Die nächsten Tage hätten sich für die Flüchtlinge, zumal für die beiden Liebespaare, recht hübsch und heiter gestalten mögen. Sie schalteten und walteten unbeschränkt in dem ganzen weiten Quartier, das außer den dem Gottesdienst geweihten Stätten Wohnräume, einen großen, schönen, quellendurchrieselten Garten, Wirtschaftsgebäude und reichlichste Vorräte enthielt. Die wenigen Geistlichen, die zur Überwachung des verlassenen »Bischofshauses«, wie der ganze Komplex von Häusern hieß, noch verblieben waren, räumten das Feld, da ihnen die beiden Herzogssöhne in einer Urkunde Bürgschaft für jeden Schaden leisteten und da sie das Bischofsgut in der That durch deren Krieger viel wirksamer als durch sich selbst gehütet sahen.

Basina, Anna und einige andere der Mädchen nahmen sich eifrig, fleißig der Wirtschaft an, kochten und buken, brieten und schmorten in der gewaltigen Bischofsküche nach Herzenslust. Die jungen Gemüse im Garten, die Enten und Hühner im Geflügelhof, Butter, Eier, Milch, Honig in der Speisekammer, der vortreffliche spanische Wein im Bischofskeller wurden weidlich in Anspruch genommen. Und wenn Chrodieldis Bedenken äußerte, strich sich Basina resolut das weiße Fürtuch zurecht, das sie, in der Küche hantierend, vorn übergebunden hatte, und lachte: »Ah bah: muß dem Herrn Bischof eine Ehre sein! Solche Gäste kriegt er nicht wieder in sein langweilig Junggesellenhaus. Sein Schade, nicht unsre Schuld, daß er nicht dabei ist! Du hast es oft gesagt: ›Königinnen sind wir.‹ Und nicht wie Mägde wahrlich wollen wir leben.«

Jedoch Chrodieldis seufzte. Nicht bebte sie vor den Folgen ihres Thuns zurück: aber sie täuschte sich nicht mehr über deren Ernst.

Und ihr bangte um den Geliebten: sein Schwert, sie hatte es wohl gesehen, hatte den Fronboten getroffen. Dazu kam eine recht unliebsame Entdeckung, welche sie gleich am nächsten Morgen machten.

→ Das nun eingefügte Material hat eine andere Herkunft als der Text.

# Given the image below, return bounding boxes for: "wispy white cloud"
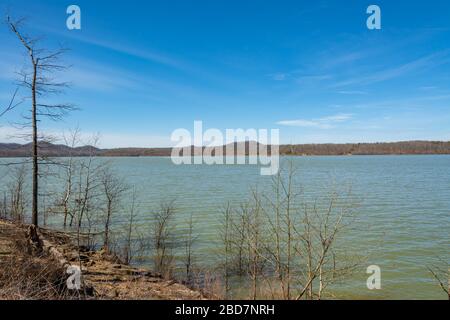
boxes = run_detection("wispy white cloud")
[277,113,352,129]
[0,126,174,149]
[331,50,450,88]
[338,90,368,95]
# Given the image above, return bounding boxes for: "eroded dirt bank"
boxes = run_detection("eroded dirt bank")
[0,220,204,300]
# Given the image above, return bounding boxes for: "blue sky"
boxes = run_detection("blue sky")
[0,0,450,147]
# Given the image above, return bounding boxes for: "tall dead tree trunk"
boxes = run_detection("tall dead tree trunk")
[30,61,39,226]
[6,17,75,227]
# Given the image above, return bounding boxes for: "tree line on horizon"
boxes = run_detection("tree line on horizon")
[0,141,450,157]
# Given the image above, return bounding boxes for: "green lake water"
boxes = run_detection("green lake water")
[0,155,450,299]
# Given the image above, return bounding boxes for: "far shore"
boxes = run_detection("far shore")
[0,141,450,158]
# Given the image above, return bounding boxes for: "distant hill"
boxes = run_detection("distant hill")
[0,141,450,157]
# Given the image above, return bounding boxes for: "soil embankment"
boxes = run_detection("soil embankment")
[0,220,204,300]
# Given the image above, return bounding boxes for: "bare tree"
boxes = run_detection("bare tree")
[101,167,126,252]
[152,201,175,277]
[123,187,137,264]
[0,88,23,117]
[184,214,196,284]
[427,258,450,300]
[6,16,74,227]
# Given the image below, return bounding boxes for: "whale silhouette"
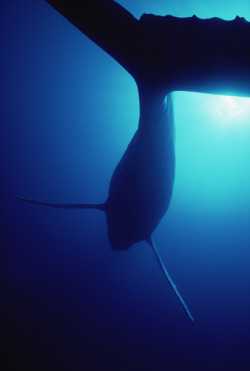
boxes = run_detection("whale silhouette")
[17,89,193,321]
[17,0,193,321]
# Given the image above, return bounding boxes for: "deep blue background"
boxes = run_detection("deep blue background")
[0,0,250,371]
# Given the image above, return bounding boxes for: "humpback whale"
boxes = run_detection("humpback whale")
[17,1,193,322]
[17,89,193,321]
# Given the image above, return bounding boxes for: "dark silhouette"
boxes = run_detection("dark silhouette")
[17,0,250,321]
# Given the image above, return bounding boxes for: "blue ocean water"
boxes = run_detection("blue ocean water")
[0,0,250,371]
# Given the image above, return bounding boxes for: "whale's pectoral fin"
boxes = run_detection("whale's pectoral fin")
[147,237,194,322]
[16,196,105,211]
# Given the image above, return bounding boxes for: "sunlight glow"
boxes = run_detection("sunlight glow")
[214,96,250,125]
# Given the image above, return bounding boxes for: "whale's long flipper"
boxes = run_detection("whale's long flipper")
[16,196,105,211]
[147,237,194,322]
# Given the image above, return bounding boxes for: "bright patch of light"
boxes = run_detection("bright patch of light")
[214,95,250,125]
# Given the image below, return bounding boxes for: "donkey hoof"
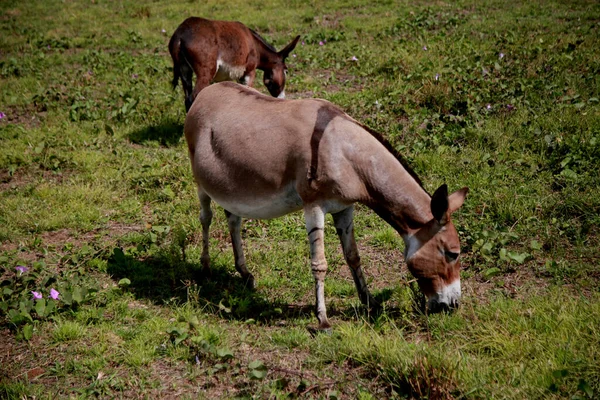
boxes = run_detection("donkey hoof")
[306,325,333,337]
[246,274,256,290]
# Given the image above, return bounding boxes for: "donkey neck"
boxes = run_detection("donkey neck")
[359,137,433,237]
[252,31,280,70]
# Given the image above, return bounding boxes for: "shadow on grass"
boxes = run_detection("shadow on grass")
[107,248,314,323]
[129,119,183,147]
[107,248,422,324]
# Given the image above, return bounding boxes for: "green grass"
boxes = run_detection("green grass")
[0,0,600,399]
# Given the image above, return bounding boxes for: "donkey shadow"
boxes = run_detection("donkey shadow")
[107,248,424,331]
[128,118,183,147]
[107,248,314,324]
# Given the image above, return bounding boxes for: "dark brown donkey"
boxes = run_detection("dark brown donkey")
[184,82,468,329]
[169,17,300,111]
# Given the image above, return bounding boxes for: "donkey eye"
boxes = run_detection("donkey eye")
[444,251,459,262]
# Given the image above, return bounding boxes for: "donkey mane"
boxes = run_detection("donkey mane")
[248,28,277,53]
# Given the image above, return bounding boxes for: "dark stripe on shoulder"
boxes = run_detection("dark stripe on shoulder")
[316,102,425,189]
[356,121,425,189]
[248,28,277,53]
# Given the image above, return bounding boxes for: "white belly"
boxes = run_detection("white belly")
[206,182,302,219]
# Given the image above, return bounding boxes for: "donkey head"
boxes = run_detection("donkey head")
[263,36,300,99]
[405,184,469,312]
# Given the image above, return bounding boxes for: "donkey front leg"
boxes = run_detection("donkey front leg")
[332,206,379,307]
[225,210,254,289]
[304,205,331,330]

Ihr Ansprengen gegen die vor der Basilika aufgestellten Wachen hatte diese verscheucht, aber nicht nur zu Chrodieldens Gunsten. Auch der Zugang zu dem Oratorium war frei geworden: und alsbald hatten sich Castula, Struzza und ein großer Teil der Räuber darin eingeschlichen und, nach der heillosen Logik des Asylrechts, in ihrer nächsten Nachbarschaft – nur eine Mauer schied sie – den gleichen Schutz wie die Königinnen gewonnen. Mit diesen Verbrechern zusammen im Munde der Leute, wohl bald in der Klage und Anklage von Kirche und Staat genannt zu werden, war nicht fein.

Und endlich fingen denn doch nachgerade Kirche und Staat im Frankenreich an, sich zu rühren: lange genug wahrlich hatte es damit gewährt.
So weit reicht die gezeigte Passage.